Il faut lire le récit, savoureux, de ces faits racontés par un codétenu du chirurgien, dans le style ampoulé de l'époque, genre Carte du Tendre... Je ne résiste pas au plaisir de vous en citer quelques lignes : "Pierre, lui dit-elle, (car en Barbarie on appelle les esclaves par leur prénom), Pierre, je vous ai de si grandes obligations que je ne crois pas pouvoir jamais dignement les reconnoître. Je ne vous dois rien moins que la vie et sans votre assistance, il n'y a pas de doute que je ri n'aurais pu surmonter la langueur qui me consumoit. Je voudrai qu'il fût en mon pouvoir de payer un si grand service ; mais quand bien même j'aurois de quoi vous combler de richesses je ne feroi encore assez peu pour vous. Je ne vois qu'un moyen de m'acquitter qui est de vous consacrer une vie que vous m'avez conservée en me donnant moi-même à vous ... / / ... mes yeux vous ont déjà pu instruire de mon amour mais vous n'avez pas voulu les entendre (sic) et vous rien comprissiez le langage... etc.

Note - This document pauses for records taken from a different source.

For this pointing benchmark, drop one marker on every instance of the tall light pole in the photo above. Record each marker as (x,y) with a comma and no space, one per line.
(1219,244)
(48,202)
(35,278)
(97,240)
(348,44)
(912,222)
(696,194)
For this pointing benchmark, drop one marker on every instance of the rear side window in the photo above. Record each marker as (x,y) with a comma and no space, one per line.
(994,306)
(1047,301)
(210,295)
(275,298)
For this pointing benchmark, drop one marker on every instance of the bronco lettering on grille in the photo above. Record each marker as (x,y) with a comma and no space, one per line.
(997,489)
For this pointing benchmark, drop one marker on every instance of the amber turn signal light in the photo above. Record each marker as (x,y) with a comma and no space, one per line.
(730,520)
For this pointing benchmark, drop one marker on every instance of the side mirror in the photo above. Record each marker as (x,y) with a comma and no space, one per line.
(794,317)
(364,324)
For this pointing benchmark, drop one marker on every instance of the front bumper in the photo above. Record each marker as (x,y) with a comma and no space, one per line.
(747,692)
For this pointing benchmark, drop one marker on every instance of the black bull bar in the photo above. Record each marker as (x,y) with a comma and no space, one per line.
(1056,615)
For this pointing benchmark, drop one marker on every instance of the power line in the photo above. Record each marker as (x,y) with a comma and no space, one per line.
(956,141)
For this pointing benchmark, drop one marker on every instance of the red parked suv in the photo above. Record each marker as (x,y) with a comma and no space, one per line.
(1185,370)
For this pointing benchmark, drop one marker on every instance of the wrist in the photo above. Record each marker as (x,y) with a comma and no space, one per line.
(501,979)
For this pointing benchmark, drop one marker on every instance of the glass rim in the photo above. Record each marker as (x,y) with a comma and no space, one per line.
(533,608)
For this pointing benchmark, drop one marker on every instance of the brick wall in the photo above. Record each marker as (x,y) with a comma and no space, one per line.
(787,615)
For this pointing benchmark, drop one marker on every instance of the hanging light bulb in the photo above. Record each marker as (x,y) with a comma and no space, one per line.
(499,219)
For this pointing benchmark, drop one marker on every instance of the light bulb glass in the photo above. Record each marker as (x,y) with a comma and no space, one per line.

Le chirurgien et sa belle se payèrent quelques années de bon temps avant de mourir tous deux de la peste en 1678.

MAXIME ROUSSELLE

Extrait de la conférence faite au Cercle algérianiste de Bordeaux le 14 janvier 1995. Elle constitue un aperçu du livre du docteur Rousselle
"Médecins, Chirurgiens et Apothicaires français au Maroc (1577-1907)" à commander éventuellement chez l'auteur à Talence (Gironde) - 141 F franco de port.

(1) - cf. Sleim Ammar : "En souvenir de la Médecine arabe", Tunis 1954.
(2) - Voir à ce sujet: " L'Algérianiste", n° 78, juin 1997, pages 28 et suivantes.
(3) - Pour mémoire, rappelons que le premier navigateur à faire le tour du monde sans avoir de scorbut à bord fut le célèbre capitaine Cook, grâce à des fûts de choucroute crue qu'il avait emportés.